When solving for \(\cosh^{-1} x\), the quadratic step gives you two positive solutions for \(e^y\). However, because we restricted the domain of \(\cosh x\) to \(y \ge 0\), we must select the solution that yields \(y \ge 0\). For \(\cosh^{-1} x\), the convention is to always take the positive root: \(e^y = x + \sqrt{x^2 - 1}\).
Example Use: Solving an Equation
Problem: Solve \(\cosh x = 3\).
Solution (using the logarithmic form):
Since \(x = \cosh^{-1} 3\), we use the logarithmic form:
\[ x = \ln(3 + \sqrt{3^2 - 1}) \] \[ x = \ln(3 + \sqrt{8}) \] \[ x = \ln(3 + 2\sqrt{2}) \]
Because the graph of \(\cosh x\) is symmetric, there is also a negative solution, which is \(\ln(3 - 2\sqrt{2})\), but the principal value derived from the positive branch is sufficient unless otherwise stated.

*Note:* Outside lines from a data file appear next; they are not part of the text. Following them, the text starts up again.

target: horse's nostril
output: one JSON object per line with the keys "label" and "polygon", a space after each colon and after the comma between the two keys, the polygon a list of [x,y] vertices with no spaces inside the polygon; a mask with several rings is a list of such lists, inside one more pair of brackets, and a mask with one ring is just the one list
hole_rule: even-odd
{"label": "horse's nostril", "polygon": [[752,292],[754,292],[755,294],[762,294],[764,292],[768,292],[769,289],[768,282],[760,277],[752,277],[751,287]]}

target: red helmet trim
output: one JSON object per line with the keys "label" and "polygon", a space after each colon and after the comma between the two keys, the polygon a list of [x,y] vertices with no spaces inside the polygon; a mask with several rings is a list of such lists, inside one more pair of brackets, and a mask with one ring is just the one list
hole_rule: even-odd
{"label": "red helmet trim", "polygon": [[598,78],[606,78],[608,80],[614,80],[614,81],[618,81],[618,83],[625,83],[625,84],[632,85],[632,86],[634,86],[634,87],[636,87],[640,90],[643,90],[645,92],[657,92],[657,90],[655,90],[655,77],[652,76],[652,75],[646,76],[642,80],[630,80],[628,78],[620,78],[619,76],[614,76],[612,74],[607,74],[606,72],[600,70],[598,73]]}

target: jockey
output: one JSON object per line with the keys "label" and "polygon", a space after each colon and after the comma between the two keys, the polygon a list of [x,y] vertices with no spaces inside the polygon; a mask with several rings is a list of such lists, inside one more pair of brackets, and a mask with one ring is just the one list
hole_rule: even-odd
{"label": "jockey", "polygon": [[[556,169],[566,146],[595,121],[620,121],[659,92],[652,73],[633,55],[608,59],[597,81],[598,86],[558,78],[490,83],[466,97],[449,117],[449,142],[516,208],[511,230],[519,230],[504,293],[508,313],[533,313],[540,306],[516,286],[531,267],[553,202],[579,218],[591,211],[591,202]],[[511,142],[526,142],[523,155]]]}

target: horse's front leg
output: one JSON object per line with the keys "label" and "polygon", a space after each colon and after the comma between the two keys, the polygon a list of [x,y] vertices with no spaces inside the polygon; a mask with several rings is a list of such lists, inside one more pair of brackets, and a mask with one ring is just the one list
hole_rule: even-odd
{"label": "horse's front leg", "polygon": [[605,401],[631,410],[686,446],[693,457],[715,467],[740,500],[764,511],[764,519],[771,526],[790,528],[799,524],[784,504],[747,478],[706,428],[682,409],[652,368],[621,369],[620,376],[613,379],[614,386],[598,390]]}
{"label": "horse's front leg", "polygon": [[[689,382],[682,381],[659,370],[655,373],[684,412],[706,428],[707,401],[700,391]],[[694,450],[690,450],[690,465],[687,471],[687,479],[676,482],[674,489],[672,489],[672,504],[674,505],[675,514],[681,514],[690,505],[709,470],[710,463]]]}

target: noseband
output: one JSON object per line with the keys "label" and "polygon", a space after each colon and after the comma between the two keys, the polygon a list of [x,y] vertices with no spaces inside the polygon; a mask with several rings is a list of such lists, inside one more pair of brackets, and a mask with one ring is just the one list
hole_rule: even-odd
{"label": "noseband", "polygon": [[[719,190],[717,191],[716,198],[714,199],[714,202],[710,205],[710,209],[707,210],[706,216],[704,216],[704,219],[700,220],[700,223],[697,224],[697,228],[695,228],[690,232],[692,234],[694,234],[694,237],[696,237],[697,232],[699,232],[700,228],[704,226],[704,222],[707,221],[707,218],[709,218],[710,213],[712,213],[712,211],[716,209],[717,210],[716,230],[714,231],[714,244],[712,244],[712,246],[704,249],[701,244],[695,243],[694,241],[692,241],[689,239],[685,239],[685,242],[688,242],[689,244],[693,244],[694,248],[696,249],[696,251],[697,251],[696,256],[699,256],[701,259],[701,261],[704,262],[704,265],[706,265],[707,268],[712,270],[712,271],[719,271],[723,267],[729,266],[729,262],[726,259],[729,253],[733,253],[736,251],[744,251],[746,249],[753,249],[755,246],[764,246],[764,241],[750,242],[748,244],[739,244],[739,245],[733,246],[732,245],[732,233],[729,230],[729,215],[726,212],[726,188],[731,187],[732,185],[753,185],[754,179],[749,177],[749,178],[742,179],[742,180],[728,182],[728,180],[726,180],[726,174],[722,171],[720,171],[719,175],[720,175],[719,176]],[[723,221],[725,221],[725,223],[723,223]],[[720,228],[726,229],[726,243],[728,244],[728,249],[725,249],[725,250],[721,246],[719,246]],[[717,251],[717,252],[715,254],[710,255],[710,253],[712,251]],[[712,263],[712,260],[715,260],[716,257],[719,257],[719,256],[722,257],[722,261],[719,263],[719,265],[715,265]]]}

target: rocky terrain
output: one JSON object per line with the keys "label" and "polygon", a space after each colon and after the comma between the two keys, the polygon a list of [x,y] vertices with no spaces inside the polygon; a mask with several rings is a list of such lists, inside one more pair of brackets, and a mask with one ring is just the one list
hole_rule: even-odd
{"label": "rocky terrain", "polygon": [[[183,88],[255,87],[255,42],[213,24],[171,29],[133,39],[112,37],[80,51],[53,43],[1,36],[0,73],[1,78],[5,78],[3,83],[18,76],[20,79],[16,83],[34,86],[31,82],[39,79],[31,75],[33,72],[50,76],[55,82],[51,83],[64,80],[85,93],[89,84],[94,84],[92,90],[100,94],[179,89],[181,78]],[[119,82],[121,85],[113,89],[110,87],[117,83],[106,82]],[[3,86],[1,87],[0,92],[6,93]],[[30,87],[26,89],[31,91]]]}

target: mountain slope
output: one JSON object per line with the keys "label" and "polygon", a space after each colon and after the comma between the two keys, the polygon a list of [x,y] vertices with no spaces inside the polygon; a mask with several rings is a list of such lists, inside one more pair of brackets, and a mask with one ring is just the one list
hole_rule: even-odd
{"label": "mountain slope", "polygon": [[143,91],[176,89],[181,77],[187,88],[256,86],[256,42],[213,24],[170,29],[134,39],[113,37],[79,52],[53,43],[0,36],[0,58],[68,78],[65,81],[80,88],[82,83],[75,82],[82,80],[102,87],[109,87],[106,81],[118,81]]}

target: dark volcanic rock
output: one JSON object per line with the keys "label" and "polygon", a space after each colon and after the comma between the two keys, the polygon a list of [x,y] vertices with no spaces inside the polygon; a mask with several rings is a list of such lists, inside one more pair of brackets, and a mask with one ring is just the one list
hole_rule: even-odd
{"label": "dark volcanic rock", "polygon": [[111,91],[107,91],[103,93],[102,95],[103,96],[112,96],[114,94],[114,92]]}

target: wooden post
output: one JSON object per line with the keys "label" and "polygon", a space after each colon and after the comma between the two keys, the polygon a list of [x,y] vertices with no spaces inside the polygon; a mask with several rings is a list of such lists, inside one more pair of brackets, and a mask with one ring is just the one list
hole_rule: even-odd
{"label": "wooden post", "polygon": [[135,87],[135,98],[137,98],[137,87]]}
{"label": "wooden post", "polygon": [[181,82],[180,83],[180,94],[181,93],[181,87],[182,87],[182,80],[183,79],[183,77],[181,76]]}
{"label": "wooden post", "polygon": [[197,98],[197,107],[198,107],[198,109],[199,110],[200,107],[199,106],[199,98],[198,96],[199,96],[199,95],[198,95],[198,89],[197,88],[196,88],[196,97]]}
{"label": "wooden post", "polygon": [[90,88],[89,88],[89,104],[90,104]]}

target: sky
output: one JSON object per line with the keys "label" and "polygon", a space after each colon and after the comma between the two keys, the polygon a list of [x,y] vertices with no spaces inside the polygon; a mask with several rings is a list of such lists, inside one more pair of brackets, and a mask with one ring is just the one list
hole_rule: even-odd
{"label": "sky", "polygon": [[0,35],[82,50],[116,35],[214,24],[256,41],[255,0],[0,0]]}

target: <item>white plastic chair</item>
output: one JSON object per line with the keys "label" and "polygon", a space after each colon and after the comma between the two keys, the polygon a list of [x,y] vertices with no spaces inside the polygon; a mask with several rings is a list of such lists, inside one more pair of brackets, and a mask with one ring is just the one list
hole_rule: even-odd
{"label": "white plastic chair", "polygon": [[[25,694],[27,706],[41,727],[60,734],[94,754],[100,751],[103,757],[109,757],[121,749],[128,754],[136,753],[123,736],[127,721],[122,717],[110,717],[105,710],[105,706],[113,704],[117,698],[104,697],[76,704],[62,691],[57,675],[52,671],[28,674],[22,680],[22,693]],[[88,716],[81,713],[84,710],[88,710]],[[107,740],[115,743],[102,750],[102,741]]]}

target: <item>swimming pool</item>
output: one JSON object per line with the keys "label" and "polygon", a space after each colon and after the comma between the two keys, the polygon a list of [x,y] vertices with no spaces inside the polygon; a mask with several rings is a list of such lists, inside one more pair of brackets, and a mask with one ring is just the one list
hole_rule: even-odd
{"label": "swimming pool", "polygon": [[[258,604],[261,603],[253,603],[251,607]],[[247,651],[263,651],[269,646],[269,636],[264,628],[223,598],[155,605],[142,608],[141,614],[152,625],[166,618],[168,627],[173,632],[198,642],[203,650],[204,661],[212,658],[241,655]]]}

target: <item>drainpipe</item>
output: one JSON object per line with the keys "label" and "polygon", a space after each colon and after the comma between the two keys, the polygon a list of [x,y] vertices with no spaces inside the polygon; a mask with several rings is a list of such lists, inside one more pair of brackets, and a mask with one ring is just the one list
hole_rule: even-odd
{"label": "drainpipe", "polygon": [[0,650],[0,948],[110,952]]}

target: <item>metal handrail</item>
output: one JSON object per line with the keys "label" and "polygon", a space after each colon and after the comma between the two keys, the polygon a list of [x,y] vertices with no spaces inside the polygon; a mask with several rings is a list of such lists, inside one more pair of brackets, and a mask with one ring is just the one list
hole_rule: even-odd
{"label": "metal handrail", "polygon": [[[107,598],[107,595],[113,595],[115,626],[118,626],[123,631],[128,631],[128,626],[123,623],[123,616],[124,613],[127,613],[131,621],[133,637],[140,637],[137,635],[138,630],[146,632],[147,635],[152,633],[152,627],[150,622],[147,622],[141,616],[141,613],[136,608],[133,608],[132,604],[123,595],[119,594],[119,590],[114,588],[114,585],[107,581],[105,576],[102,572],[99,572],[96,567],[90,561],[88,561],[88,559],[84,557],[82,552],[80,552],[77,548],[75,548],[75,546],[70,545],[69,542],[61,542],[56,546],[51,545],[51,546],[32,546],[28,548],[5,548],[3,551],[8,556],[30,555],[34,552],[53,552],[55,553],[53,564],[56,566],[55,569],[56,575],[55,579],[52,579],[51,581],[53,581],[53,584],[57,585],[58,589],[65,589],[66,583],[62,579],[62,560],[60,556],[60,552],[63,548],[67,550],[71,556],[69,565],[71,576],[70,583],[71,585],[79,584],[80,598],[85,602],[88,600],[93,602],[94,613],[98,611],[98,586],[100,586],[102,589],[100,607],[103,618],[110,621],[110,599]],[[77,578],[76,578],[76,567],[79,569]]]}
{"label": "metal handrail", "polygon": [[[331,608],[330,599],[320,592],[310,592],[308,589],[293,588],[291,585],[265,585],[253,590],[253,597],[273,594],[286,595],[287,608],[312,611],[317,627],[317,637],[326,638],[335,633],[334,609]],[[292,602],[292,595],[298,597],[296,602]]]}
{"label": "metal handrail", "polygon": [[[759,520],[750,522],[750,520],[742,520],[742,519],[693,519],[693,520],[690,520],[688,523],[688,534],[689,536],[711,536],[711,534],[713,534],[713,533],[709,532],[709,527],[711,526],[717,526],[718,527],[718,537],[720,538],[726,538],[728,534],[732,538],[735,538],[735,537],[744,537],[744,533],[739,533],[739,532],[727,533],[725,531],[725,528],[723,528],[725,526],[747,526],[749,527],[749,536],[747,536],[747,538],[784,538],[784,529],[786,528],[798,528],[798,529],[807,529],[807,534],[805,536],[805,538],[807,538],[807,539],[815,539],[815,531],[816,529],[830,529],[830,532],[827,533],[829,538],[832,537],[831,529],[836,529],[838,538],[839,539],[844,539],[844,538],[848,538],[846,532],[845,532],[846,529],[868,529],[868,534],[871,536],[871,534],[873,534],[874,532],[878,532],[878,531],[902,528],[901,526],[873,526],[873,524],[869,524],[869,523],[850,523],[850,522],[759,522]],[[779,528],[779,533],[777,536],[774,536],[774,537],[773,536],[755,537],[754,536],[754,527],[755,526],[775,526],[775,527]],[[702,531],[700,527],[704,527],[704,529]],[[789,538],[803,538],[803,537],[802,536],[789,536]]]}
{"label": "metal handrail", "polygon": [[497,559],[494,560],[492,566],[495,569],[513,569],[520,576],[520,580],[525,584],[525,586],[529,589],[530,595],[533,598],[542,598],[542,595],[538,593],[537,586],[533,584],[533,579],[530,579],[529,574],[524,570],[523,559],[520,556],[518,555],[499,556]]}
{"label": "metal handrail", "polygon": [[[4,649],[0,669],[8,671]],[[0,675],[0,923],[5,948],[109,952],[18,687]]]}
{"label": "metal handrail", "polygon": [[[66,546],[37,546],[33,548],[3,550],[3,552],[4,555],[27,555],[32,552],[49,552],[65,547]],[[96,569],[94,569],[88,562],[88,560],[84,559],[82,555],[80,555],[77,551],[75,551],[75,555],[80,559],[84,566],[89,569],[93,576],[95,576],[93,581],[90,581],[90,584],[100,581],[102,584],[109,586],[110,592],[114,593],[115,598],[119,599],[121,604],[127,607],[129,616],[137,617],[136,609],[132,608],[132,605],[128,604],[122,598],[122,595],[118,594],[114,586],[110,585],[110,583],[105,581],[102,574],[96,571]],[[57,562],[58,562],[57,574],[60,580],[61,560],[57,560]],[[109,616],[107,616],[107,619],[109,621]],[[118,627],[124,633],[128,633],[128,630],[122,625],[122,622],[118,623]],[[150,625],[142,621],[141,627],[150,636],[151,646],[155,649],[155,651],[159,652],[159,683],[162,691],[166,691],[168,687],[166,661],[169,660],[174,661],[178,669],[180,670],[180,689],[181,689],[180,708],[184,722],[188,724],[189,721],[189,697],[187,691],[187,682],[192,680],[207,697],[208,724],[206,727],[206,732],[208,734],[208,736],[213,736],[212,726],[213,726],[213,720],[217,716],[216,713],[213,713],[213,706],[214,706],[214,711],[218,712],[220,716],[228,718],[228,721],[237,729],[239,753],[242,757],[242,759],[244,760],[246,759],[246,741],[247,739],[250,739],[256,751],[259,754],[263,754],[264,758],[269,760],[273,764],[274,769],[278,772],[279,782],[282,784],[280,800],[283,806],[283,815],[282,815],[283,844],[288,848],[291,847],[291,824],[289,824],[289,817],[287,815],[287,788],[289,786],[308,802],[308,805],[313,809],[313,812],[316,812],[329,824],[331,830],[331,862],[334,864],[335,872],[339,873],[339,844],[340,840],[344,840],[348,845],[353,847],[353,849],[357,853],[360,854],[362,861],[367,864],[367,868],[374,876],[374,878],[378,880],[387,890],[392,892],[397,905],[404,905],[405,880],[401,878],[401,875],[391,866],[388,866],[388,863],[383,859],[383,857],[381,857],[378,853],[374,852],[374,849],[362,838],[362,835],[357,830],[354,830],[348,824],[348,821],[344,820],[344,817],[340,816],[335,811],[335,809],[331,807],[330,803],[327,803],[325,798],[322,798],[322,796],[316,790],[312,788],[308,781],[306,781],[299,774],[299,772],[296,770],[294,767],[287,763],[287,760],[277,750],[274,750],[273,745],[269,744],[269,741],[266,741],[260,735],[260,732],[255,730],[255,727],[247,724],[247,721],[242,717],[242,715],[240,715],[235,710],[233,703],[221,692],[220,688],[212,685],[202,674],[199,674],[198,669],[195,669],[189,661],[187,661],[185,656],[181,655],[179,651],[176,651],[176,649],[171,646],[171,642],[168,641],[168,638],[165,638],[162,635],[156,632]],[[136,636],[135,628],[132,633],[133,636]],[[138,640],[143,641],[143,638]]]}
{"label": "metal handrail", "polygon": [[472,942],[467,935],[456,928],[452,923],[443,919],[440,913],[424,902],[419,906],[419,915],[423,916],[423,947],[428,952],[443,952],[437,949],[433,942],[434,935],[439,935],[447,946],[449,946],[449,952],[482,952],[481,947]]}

The logarithmic forms turn potentially complex hyperbolic equations into standard logarithmic equations, making them much easier to solve!
Key Takeaways for Hyperbolic Functions
1. Definitions are Exponential: \(\cosh\) (plus) and \(\sinh\) (minus) are the foundation.
2. Identities are Opposite: The fundamental identity is \(\cosh^2 x - \sinh^2 x = 1\) (notice the minus sign!).
3. Logarithmic Forms are Essential: Understand the derivation process (using \(e^y\) and the quadratic formula) to find the logarithmic forms of the inverse functions.